Archeology in the Liemers
These pages give an overview of the archeological finds in the Liemers,
in addition to information available in the archives via the links below:
The Liemers is situated between the rivers IJssel, Oude (Old) IJssel and the Lower Rhine with the cities of Arnhem in the west and Doetinchem in the east. The national border between the Netherlands and Germany is taken as the modern boundry. For further information, see A. Tibus Der Gau Leomerike und der Archidiakonat von Emmerich, 1877.
The area was probably a part of Hamaland, whose residents, the Chamaven, were mentioned by Tacitus , a Roman writer. At its largest, in the early Middle Ages, Hamaland extended from the Lower Rhine to the Zuiderzee (now called IJsselmeer). Leomerike, referred to in 838 AD is probably identical to the modern Liemers, in 970 AD it is called Liemerscha, while it was not until the 13th century AD that the area was referred to as the Liemers.

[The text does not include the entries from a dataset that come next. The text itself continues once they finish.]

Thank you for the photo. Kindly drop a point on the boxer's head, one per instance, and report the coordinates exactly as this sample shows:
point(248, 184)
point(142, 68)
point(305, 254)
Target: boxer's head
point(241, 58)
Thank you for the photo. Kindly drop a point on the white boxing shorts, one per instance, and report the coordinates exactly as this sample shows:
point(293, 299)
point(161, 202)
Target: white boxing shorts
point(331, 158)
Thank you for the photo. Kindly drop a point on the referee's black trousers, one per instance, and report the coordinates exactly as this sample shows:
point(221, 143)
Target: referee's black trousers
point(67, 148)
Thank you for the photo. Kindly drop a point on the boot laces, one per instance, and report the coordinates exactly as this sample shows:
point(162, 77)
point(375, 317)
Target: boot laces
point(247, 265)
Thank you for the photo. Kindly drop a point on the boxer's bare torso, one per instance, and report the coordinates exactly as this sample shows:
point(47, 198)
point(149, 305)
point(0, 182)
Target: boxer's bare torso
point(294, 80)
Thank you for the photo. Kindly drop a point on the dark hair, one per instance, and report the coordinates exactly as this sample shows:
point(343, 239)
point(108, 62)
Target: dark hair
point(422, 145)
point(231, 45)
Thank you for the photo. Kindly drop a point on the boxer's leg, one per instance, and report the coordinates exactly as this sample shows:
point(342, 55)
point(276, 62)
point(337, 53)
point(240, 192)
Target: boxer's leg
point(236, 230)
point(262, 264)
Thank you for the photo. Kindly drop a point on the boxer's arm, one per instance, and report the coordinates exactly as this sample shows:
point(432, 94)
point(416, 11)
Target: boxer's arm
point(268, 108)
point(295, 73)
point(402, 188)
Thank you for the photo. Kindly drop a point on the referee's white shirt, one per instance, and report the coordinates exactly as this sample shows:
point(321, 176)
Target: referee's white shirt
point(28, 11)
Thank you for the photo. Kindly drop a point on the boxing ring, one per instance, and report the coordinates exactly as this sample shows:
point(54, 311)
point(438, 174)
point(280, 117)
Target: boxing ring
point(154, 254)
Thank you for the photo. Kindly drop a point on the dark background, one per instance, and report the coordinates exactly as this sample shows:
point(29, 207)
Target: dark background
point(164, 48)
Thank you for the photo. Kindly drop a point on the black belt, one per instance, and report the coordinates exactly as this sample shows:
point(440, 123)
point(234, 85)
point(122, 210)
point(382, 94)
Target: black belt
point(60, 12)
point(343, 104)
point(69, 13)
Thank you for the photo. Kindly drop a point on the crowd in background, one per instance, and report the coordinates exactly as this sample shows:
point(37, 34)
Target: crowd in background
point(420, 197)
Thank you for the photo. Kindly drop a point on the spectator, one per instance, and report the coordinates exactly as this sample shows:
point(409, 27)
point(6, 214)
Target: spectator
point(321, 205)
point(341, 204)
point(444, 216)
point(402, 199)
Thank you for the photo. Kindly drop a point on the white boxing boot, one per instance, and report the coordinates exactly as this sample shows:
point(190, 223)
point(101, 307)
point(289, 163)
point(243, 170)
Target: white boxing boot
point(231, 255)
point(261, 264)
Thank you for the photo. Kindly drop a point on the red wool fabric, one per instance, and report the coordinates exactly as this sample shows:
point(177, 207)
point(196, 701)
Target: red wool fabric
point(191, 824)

While there are several entries to it in Mediaeval documents, there is confusion as to which of these villages or cities in these entries are related to places in the area of the Liemers today. Moreover, the area border of the Liemers also changed overtime, this was dependant upon which of the two Dutchies Kleve or Gelre it was affiliated to.
Above: a small collection of sherds from hand-made pottery (middle to late Roman age, Wehl-Grotestraat)
The terrain toke its shape before the last Ice Age. The hill of Montferland being formed by prior glacial action, is surrounded by land which is difficult to cultivate. The sand coverage connects Didam and Wehl to Montferland. This sand, blown away from the Montferland area, is also seen as a deposit lying over previous clay sediments from the rivers Lower Rhine, IJssel and Oude IJssel. In this way the Montferland complex and surrounding deposits appear as an isolated feature within the river deposit clay area.
The number of archeological finds from different time periods gives an indication of the long lasting human habitation in the liemers.